Monday, August 06, 2007

The folly of 1 percent policy
By Eugene Declercq and Judy Norsigian August 6, 2007
THE PHRASE that comes to mind when you hear Dick Cheney is probably not “reshaping American childbirth.” Yet Vice President Cheney’s “One Percent Doctrine” — the title of Ron Suskind’s 2006 book on post9/11 national security policy — perfectly captures an approach to decision-making in American medicine that misallocates resources and undermines primary care. By focusing maximum resources on preventing an extremely rare but potentially disastrous outcome over necessary preventive care, this model has shaped healthcare decision-making in areas ranging from hysterectomies to coronary bypasses. One shift — the rapidly rising caesarean rate — exemplifies this problem.Suskind reports that in debates over national security policy following 9/11, Cheney repeatedly invoked the principle that if there’s even a 1 percent chance of a terrorist attack, we must prepare as if it were a certainty. This extreme position invariably gave Cheney the moral high ground in debates, where he could appear more willing to protect American interests than others with a broader focus. Of course, in winning the immediate argument, Cheney also ignored myriad longer-term complications involving problems not solved while the “emergency” is addressed.

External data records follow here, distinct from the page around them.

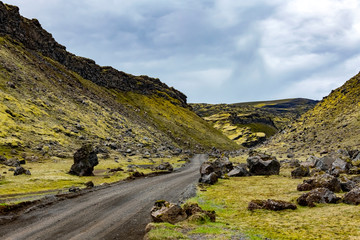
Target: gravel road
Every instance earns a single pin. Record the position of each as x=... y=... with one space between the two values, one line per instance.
x=118 y=212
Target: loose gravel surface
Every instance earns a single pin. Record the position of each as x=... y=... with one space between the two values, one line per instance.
x=117 y=212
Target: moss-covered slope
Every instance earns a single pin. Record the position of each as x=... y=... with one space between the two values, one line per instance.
x=253 y=122
x=50 y=109
x=334 y=123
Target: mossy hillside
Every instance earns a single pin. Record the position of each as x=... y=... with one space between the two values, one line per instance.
x=47 y=112
x=246 y=123
x=52 y=174
x=49 y=103
x=334 y=123
x=181 y=123
x=230 y=199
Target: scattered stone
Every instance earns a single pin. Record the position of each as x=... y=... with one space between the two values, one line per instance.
x=211 y=178
x=13 y=162
x=271 y=204
x=85 y=159
x=239 y=171
x=293 y=163
x=318 y=195
x=259 y=165
x=346 y=184
x=74 y=189
x=119 y=169
x=300 y=172
x=290 y=155
x=353 y=197
x=196 y=214
x=89 y=184
x=339 y=166
x=354 y=170
x=166 y=166
x=164 y=211
x=20 y=170
x=325 y=163
x=322 y=181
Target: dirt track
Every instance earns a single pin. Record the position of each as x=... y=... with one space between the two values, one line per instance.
x=117 y=212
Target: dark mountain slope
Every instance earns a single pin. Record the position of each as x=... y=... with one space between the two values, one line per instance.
x=334 y=123
x=52 y=101
x=251 y=123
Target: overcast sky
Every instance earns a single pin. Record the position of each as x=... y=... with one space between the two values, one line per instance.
x=215 y=51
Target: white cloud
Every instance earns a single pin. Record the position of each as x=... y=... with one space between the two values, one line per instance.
x=220 y=50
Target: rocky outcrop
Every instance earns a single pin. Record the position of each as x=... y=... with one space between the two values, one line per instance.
x=211 y=171
x=353 y=197
x=164 y=211
x=34 y=37
x=300 y=172
x=85 y=159
x=263 y=165
x=166 y=166
x=318 y=195
x=239 y=171
x=322 y=181
x=271 y=204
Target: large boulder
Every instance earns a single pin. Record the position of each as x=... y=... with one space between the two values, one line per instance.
x=211 y=178
x=164 y=211
x=321 y=181
x=196 y=214
x=340 y=166
x=300 y=172
x=206 y=168
x=293 y=163
x=346 y=184
x=263 y=166
x=271 y=204
x=85 y=159
x=211 y=171
x=239 y=171
x=353 y=197
x=166 y=166
x=325 y=163
x=317 y=195
x=20 y=170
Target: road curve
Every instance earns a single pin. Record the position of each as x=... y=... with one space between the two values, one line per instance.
x=118 y=212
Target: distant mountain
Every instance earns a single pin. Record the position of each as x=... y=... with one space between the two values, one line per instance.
x=251 y=123
x=334 y=123
x=52 y=101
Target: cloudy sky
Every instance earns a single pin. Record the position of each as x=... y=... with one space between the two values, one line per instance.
x=215 y=51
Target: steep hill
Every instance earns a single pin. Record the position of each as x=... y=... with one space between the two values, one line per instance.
x=251 y=123
x=334 y=123
x=52 y=101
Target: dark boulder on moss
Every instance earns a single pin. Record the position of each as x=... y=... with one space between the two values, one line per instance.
x=263 y=165
x=166 y=166
x=271 y=204
x=164 y=211
x=318 y=195
x=300 y=172
x=196 y=214
x=353 y=197
x=20 y=170
x=239 y=171
x=85 y=159
x=211 y=178
x=323 y=181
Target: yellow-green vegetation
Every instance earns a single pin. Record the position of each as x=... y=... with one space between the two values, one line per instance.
x=251 y=123
x=47 y=112
x=180 y=122
x=52 y=174
x=230 y=198
x=332 y=124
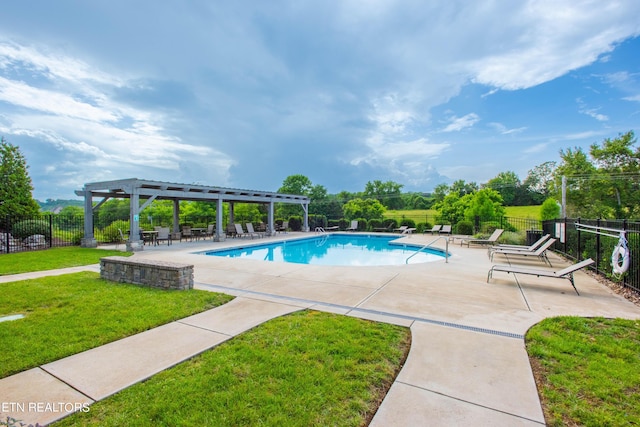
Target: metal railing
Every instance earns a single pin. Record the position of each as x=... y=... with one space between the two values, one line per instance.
x=579 y=243
x=446 y=251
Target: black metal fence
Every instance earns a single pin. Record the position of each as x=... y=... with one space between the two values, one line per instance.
x=51 y=230
x=597 y=241
x=39 y=232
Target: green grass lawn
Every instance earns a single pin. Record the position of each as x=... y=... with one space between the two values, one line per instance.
x=423 y=215
x=587 y=370
x=304 y=369
x=71 y=313
x=532 y=212
x=49 y=259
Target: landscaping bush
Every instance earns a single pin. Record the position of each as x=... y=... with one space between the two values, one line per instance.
x=340 y=223
x=465 y=228
x=317 y=221
x=111 y=233
x=295 y=223
x=408 y=222
x=375 y=223
x=30 y=227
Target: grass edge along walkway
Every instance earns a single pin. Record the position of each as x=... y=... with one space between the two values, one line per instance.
x=586 y=370
x=52 y=259
x=71 y=313
x=306 y=368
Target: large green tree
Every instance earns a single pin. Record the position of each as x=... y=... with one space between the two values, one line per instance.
x=363 y=208
x=388 y=193
x=618 y=169
x=603 y=183
x=507 y=184
x=296 y=184
x=16 y=188
x=540 y=181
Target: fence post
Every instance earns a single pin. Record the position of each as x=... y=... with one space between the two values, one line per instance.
x=578 y=251
x=50 y=231
x=598 y=243
x=6 y=232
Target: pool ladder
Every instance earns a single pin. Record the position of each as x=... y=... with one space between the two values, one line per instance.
x=446 y=251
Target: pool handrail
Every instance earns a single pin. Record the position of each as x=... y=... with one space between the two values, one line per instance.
x=446 y=251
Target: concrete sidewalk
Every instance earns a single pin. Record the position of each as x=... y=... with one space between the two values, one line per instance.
x=467 y=364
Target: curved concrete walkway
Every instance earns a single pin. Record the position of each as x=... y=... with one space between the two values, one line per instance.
x=467 y=364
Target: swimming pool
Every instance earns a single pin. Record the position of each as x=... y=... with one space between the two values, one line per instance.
x=335 y=249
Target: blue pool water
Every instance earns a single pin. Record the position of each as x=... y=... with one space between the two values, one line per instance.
x=335 y=249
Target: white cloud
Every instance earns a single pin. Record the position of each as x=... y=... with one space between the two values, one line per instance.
x=561 y=36
x=502 y=129
x=459 y=123
x=538 y=148
x=591 y=112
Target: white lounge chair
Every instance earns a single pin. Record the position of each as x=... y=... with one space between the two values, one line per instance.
x=401 y=229
x=239 y=230
x=566 y=273
x=284 y=227
x=541 y=252
x=529 y=248
x=446 y=229
x=436 y=228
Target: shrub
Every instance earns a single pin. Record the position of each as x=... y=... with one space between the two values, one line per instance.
x=375 y=223
x=24 y=229
x=295 y=223
x=464 y=227
x=408 y=222
x=317 y=221
x=111 y=233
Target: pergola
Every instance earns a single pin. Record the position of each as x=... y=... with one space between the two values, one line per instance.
x=138 y=190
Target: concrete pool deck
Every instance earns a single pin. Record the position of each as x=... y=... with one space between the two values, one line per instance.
x=467 y=364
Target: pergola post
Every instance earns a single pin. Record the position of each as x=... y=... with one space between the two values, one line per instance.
x=305 y=225
x=88 y=241
x=270 y=221
x=134 y=243
x=176 y=216
x=220 y=236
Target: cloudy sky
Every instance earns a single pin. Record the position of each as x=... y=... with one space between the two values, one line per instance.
x=243 y=94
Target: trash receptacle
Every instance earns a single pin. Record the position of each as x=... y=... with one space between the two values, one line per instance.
x=533 y=236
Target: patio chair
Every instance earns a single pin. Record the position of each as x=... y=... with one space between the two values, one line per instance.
x=529 y=248
x=566 y=273
x=186 y=233
x=251 y=231
x=164 y=234
x=490 y=241
x=541 y=252
x=122 y=239
x=231 y=230
x=283 y=227
x=240 y=231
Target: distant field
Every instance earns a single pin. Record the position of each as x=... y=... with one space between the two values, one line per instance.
x=429 y=215
x=532 y=212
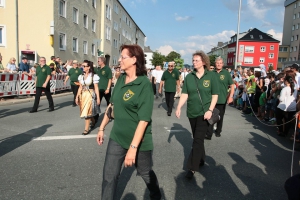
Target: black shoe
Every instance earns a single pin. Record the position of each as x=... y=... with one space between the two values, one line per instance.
x=207 y=137
x=189 y=174
x=218 y=135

In healthcare, caesarean sections represent the most recent example of this doctrine, as births are increasingly treated as potential emergencies requiring expensive, high-tech interventions. The caesarean rate in the United States has increased from 20 percent in 1996 to a record high of more than 30 percent in 2005, trailing only Italy (37 percent) and South Korea (35 percent) among industrialized countries. Obstetricians are more skilled at performing caesareans than ever before and caesareans are safer than ever. But they are not without negative consequences. When they are performed as elective surgery on mothers with little or no medical risk, these harms outweigh the benefits.
Yet caesareans are advocated as necessary to avert potential disasters that might occur. At a 2006 meeting sponsored by the National Institutes of Health, one doctor captured the 1 percent (or in this case 1/30th of 1 percent) doctrine when he described rare conditions and noted the benefits of a 100 percent caesarean rate (you read that right) in avoiding these outcomes in 3 in 10,000 cases.

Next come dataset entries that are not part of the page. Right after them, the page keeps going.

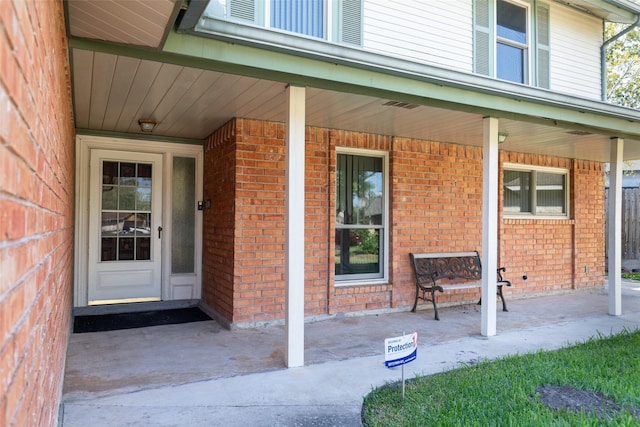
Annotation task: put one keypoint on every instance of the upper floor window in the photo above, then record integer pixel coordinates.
(299, 16)
(535, 191)
(511, 40)
(338, 21)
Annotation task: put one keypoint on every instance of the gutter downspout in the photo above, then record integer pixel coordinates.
(603, 56)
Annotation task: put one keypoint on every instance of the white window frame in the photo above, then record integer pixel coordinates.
(332, 20)
(533, 170)
(345, 280)
(527, 48)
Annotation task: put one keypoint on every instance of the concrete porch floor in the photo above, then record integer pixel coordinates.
(124, 364)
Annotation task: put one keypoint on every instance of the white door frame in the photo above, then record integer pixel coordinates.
(173, 286)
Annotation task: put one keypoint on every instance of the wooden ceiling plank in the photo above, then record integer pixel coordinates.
(103, 69)
(82, 75)
(144, 78)
(125, 72)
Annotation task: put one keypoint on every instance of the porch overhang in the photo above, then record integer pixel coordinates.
(536, 120)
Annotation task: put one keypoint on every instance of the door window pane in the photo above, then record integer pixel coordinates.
(126, 211)
(183, 215)
(360, 214)
(357, 251)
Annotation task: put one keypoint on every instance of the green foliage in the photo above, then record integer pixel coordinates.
(631, 276)
(503, 392)
(623, 67)
(368, 241)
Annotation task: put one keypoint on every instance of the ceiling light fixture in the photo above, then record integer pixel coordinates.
(147, 125)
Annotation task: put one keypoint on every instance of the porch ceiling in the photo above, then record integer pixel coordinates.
(112, 92)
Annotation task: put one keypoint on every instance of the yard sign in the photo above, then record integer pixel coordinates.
(400, 350)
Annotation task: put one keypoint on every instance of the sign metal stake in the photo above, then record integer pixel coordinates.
(400, 351)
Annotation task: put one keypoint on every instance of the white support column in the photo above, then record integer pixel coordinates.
(489, 225)
(294, 265)
(615, 227)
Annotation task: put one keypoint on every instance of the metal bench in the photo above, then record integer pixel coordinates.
(430, 268)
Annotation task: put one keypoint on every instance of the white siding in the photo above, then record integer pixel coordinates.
(575, 52)
(434, 32)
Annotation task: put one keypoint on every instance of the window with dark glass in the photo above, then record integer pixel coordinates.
(512, 42)
(360, 217)
(126, 211)
(299, 16)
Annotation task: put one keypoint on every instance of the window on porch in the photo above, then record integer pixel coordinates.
(538, 192)
(360, 217)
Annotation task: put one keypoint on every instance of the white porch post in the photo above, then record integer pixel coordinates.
(489, 225)
(615, 227)
(294, 265)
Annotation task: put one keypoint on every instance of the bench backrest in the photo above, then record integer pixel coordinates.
(452, 265)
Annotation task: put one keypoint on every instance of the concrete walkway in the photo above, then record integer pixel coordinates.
(189, 375)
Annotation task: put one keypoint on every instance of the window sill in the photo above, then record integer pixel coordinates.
(362, 282)
(530, 219)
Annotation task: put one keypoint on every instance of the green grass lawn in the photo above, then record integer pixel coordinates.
(504, 392)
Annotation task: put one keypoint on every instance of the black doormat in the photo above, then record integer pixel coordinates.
(142, 319)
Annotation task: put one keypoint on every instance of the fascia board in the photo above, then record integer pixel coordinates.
(364, 73)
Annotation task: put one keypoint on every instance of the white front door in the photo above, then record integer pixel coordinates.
(125, 227)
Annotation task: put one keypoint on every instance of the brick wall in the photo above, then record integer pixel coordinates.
(435, 206)
(244, 241)
(558, 255)
(36, 210)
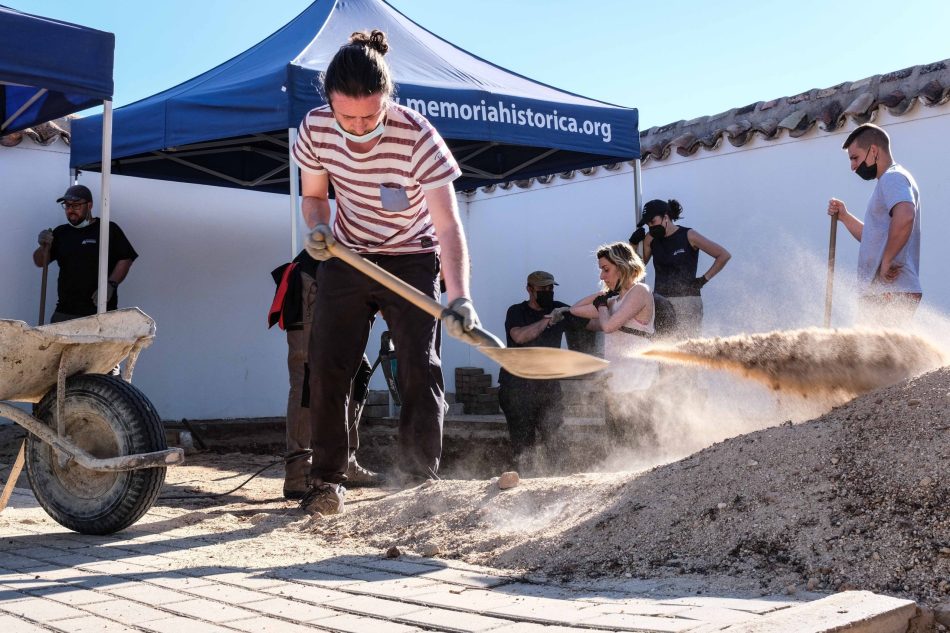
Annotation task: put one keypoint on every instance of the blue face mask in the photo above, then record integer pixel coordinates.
(369, 136)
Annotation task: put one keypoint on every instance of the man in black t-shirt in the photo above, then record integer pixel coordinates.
(75, 247)
(532, 407)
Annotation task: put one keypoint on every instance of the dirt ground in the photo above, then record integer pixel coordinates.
(855, 498)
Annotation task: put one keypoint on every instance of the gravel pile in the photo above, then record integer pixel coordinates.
(857, 498)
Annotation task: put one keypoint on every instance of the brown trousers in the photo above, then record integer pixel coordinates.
(346, 304)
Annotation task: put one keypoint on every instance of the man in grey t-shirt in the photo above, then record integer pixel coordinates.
(889, 256)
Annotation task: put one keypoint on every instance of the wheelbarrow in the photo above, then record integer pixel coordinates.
(96, 453)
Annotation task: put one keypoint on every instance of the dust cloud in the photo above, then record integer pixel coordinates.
(812, 361)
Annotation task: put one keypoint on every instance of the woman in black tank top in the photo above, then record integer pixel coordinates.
(675, 253)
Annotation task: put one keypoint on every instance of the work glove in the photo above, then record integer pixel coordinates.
(110, 292)
(462, 319)
(320, 237)
(45, 238)
(638, 236)
(558, 314)
(600, 301)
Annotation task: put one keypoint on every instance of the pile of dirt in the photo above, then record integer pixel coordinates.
(857, 498)
(813, 360)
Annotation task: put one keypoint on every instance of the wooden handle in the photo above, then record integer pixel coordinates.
(42, 318)
(829, 285)
(407, 292)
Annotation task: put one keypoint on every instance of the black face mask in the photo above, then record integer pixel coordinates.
(865, 171)
(545, 299)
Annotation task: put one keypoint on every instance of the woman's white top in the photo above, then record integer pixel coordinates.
(628, 371)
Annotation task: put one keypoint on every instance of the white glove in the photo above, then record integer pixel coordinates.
(110, 292)
(462, 321)
(320, 237)
(45, 238)
(557, 314)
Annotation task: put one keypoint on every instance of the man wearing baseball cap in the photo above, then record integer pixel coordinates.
(74, 246)
(532, 408)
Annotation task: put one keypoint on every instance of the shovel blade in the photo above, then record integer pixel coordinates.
(546, 363)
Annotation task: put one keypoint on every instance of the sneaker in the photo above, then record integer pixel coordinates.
(357, 476)
(323, 498)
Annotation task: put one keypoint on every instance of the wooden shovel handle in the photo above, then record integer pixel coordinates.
(407, 292)
(829, 285)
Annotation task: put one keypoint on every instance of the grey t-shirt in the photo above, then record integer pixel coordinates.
(895, 185)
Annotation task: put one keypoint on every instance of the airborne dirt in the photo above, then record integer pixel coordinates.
(857, 497)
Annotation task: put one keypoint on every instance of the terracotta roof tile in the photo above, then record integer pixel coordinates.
(828, 108)
(42, 134)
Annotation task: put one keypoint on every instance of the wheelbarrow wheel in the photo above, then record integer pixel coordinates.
(106, 417)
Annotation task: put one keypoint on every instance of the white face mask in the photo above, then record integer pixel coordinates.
(369, 136)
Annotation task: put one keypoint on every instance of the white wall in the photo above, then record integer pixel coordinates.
(203, 274)
(765, 202)
(206, 252)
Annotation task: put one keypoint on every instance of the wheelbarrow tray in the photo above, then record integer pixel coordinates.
(96, 451)
(30, 356)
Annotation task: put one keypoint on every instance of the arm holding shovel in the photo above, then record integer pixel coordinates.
(837, 208)
(443, 209)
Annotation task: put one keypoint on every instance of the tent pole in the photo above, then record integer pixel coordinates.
(104, 199)
(637, 192)
(294, 190)
(637, 201)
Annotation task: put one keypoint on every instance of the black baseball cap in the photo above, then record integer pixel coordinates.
(75, 194)
(652, 209)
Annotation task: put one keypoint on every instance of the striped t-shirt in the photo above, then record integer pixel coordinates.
(380, 206)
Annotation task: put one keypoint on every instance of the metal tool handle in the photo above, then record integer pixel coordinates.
(407, 292)
(829, 285)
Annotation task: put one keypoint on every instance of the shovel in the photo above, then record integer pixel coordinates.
(524, 362)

Likewise, a 2006 position statement from the American College of Obstetricians and Gynecologists states that “Labor and delivery is a physiologic process that most women experience without complications,” but then goes on to emphasize the 1 percent doctrine: “. . . serious intrapartum complications may arise with little or no warning, even in low risk pregnancies.” The statement and the doctor’s claim are true, of course — anything can occur — but does that mean that society benefits when every birth is handled as a disaster (or worse yet a lawsuit) waiting to happen?
No one wishes a health problem on any mother or child, but the “1 percent” advocates of higher caesarean section rates assert they care more about infant outcomes than those who oppose them. However, the consequences of universal caesarean sections on a largely healthy population are profound in both the short run (longer recovery, greater postpartum pain, higher maternal rehospitalization rates for surgical complications, higher costs) and long run (higher rates of subsequent stillbirths, greater risk of future uterine rupture, longer stays requiring more hospital space). The 1 percent doctrine cares little about such consequences since its focus is on winning the current argument.
Creating a crisis atmosphere is essential to the 1 percent doctrine and its ability to override all obstacles — be they constitutional restrictions on national security measures or concerns about the United States ranking last among industrialized countries on infant mortality. Such an atmosphere encourages more centralized decision-making and stifles debate. The fact that most of these crises never occur and that countless resources are expended to prevent something that was unlikely to happen anyway is lost in the relief of the immediate positive outcome (a healthy baby or no terrorist attack). In the long run, however, we’ve wasted time and money, created new problems, and ignored systematically documented, if less emotional, evidence.
A version of the 1 percent doctrine has been invoked for decades in steering the US healthcare system away from an emphasis on preventive care for the whole population to an obsession with treating rare events. As a debating strategy, the 1 percent doctrine is extremely persuasive. As a policy guideline, it makes no sense in either politics or healthcare.
Eugene Declercq is a professor of maternal and child health at the Boston University School of Public Health. Judy Norsigian is executive director of Our Bodies Ourselves.